Als Neuling in der Stoa machte das für mich auch durchaus Sinn, denn ich will ja auch Ergebnisse in der Außenwelt erzielen, wenn ich mich schon den Strapazen der Tugend unterwerfe…
Aber im Nachhinein: waren Epiktet und die ihm nachfolgenden Stoiker und Philosophen so blind, dass sie diesen Einflussbereich nicht gesehen haben?
Sind wir heute so intelligent, ihnen das vorwerfen zu dürfen?
Was wäre, wenn diese Zeilen aus dem Handbüchlein vielleicht einen Koan-Charakter haben könnten (Danke an Dirk (R.I.P.) für diese Perspektive)?
Worauf möchte Epiktet (bzw. Arrian, der das Handbüchlein und die Unterredungen zusammengetragen hat) hinaus?
Worauf zeigt der metaphorische Finger in Epiktets Koan zu “was in unserem Verantwortungsbereich” liegt?
Einen sehr guten Hinweis bekommen wir in den Unterredungen Buch 1.1.7:
Wie es also billig war, so haben die Götter das Größte unter Allem, das, was über alles Herrschergewalt hat – die gehörige Anwendung unserer Vorstellungen – in unsere Gewalt gebracht.

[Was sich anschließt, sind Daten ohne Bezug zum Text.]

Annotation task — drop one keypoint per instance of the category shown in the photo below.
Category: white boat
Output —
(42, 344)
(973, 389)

Es geht hier also nicht um eine Einteilung meines Einflusses in der Welt in “Kontrolle, Einfluss, außerhalb der Kontrolle”. Das heißt nicht, dass diese Unterteilung falsch sei – aber mit dieser Eintelung wäre das Thema verfehlt.
Was Epiktet sagen will: Konzentriere dich auf die Anwendung der Fähigkeiten deiner Seele (die gehörige Anwendung unserer Vorstellungen).
Im Handbüchlein 1.1:
Was in unserer Macht ist, ist seiner Natur gemäß frei…

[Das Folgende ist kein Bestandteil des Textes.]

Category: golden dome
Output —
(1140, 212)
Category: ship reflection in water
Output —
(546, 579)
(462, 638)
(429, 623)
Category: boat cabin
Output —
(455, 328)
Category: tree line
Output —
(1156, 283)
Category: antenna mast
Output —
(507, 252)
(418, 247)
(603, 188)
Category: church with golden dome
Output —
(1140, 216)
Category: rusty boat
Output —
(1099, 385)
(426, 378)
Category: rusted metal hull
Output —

Denn in diesen Dingen findet man nach Epiktet die Freiheit.
In Selbstbetrachtungen 9.7 schreibt er:
Ἐξαλεῖψαι φαντασίαν: στῆσαι ὁρμήν: σβέσαι ὄρεξιν: ἐφ̓ ἑαυτῷ ἔχειν τὸ ἡγεμονικόν.

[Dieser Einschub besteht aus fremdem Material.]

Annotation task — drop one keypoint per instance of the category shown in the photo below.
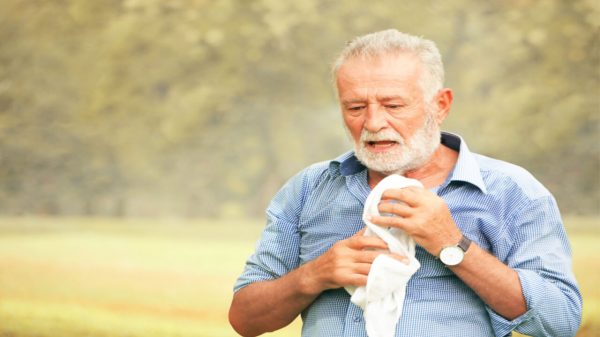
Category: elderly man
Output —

– aus Perseus Digital LibrayUnterdrücke die bloße Einbildung (phantasia); hemme die Leidenschaft (horme); dämpfe die Begierde (orexis); erhalte die königliche Vernunft (hegemonikon) bei der Herrschaft über sich selbst!
aus Projekt Gutenberg
Auch ein sehr schönes Beispiel, wie Übersetzungen Fehlinterpretationen anrichten können…
Oft lese ich den Hinweis, dass man ja auch nicht alles in sich kontrollieren könne.
Ja, merke ich selbst. Aber deswegen ist das ganze Konzept der Kontrolle ja nicht hinfällig.
Vielleicht ist es ein Ideal. Ideale sind per se nicht erreichbar, aber man kann sich auf sie zu bewegen.
Aber oft reicht es ja schon zu erkennen, DASS ich überhaupt Einfluss auf meinen inneren Dialog, auf das Framing und auf die Bedeutungsgebung der Dinge habe. Aber das ist ein Prozess. Keine Ahnung, wo das “Spektrum der Kontrolle” aufhört.